Często krytykuję dzieci (nie na głos), że często same nie mogą wymyślić, co teraz zrobić, czekają, aż ktoś się zorientuje, co zrobić, każdy krok wymaga podpowiedzi. Aby nie myśleć za nich, postanowiłem pomóc im zrobić to samemu: wymyśliłem grę „Włącz głowę”.

Przed śniadaniem zapowiedziano rozpoczęcie gry. Przyszli i stoją, czekając na instrukcje, kiedy wszystko będzie znów dla nich gotowe. Mówię: „Dlaczego stoimy, kręcąc się na głowie, co mamy robić?”, „Wiem, połóż to na talerzach”, Zgadza się. Ale potem wyciąga widelcem kiełbaskę z patelni i jest gotowy do wysłania jej na talerz, po którym spływa woda. Zatrzymuję się «Teraz obróć się na głowę, co teraz będzie na podłodze?» Proces się rozpoczął… Nie wiadomo jednak, co robić. „Jakie są twoje pomysły? Jak położyć kiełbaski na talerzu, żeby się nie rozsypały i żeby nie było ciężko je trzymać?

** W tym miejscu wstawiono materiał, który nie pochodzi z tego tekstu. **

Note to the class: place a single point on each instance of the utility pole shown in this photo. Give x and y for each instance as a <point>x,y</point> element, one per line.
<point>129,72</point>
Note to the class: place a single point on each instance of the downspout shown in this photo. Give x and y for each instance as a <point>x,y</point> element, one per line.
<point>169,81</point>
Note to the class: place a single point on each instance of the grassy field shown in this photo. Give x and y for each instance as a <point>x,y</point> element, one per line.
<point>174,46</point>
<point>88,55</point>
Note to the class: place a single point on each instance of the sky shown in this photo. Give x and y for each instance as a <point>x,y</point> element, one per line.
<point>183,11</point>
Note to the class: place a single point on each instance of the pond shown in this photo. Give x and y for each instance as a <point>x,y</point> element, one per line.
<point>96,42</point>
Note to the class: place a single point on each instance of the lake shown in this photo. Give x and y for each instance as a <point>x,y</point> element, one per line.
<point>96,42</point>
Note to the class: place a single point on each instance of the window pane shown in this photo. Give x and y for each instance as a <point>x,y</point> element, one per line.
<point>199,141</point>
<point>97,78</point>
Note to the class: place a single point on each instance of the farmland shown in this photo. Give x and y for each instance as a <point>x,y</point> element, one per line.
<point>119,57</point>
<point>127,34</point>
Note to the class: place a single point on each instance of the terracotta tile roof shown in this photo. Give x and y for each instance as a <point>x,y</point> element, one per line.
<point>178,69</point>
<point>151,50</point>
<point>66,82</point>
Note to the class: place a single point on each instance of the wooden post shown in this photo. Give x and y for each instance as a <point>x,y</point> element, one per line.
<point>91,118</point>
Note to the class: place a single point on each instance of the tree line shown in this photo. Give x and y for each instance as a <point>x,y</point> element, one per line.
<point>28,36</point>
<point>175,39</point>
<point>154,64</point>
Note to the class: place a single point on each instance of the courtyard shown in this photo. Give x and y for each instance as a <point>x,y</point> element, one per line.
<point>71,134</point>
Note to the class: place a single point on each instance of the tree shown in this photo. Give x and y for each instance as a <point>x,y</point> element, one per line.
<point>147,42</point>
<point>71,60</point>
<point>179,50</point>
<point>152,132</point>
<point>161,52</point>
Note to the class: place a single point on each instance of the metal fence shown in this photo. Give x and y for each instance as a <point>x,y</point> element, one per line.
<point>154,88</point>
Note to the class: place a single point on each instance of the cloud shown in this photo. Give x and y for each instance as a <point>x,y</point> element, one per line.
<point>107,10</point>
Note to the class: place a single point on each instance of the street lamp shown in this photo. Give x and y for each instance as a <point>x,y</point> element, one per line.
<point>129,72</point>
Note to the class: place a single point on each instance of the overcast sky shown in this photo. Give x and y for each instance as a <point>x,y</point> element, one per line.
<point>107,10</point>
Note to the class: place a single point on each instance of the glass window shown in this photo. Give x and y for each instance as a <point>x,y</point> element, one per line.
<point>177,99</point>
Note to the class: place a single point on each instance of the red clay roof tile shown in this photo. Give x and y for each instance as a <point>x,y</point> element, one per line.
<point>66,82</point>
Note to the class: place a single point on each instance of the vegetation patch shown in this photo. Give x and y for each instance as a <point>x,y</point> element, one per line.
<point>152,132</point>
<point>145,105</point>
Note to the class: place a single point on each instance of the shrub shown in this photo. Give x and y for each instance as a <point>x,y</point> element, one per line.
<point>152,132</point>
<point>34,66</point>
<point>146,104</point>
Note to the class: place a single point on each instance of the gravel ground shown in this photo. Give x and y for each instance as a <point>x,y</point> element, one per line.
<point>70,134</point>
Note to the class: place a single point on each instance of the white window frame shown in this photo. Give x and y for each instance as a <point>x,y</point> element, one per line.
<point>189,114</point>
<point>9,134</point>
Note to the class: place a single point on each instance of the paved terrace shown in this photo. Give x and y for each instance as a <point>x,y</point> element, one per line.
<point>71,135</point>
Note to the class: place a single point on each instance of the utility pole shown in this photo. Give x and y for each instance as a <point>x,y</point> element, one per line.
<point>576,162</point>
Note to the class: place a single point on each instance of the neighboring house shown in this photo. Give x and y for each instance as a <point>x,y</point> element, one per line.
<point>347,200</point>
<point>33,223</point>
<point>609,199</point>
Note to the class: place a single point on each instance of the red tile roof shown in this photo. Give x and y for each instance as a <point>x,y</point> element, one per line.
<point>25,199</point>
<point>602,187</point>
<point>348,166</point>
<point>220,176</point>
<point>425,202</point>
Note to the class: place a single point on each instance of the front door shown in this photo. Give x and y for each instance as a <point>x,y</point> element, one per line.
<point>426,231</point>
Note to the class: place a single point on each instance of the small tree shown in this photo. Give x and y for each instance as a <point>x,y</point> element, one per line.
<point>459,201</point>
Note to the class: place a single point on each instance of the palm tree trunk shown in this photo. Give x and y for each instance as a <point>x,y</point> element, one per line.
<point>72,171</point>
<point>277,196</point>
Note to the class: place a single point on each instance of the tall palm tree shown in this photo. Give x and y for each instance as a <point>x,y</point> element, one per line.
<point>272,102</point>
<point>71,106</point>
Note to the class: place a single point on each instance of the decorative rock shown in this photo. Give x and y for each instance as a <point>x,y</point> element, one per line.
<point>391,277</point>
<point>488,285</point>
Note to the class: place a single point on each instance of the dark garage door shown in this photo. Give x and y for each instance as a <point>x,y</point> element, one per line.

Zadanie jest podstawowe dla osoby dorosłej, ale dla dzieci nie jest od razu jasne, burza mózgów! Pomysły! Głowy się kręcą, pracują i je chwalę.

I tak na każdym kroku. Teraz biegają dookoła, pobawmy się i jeszcze raz „Co możesz dla nas pomyśleć?” A ja czule odpowiadam: „A ty odwracasz głowę” i wow, sami zaoferowali pomoc w domu!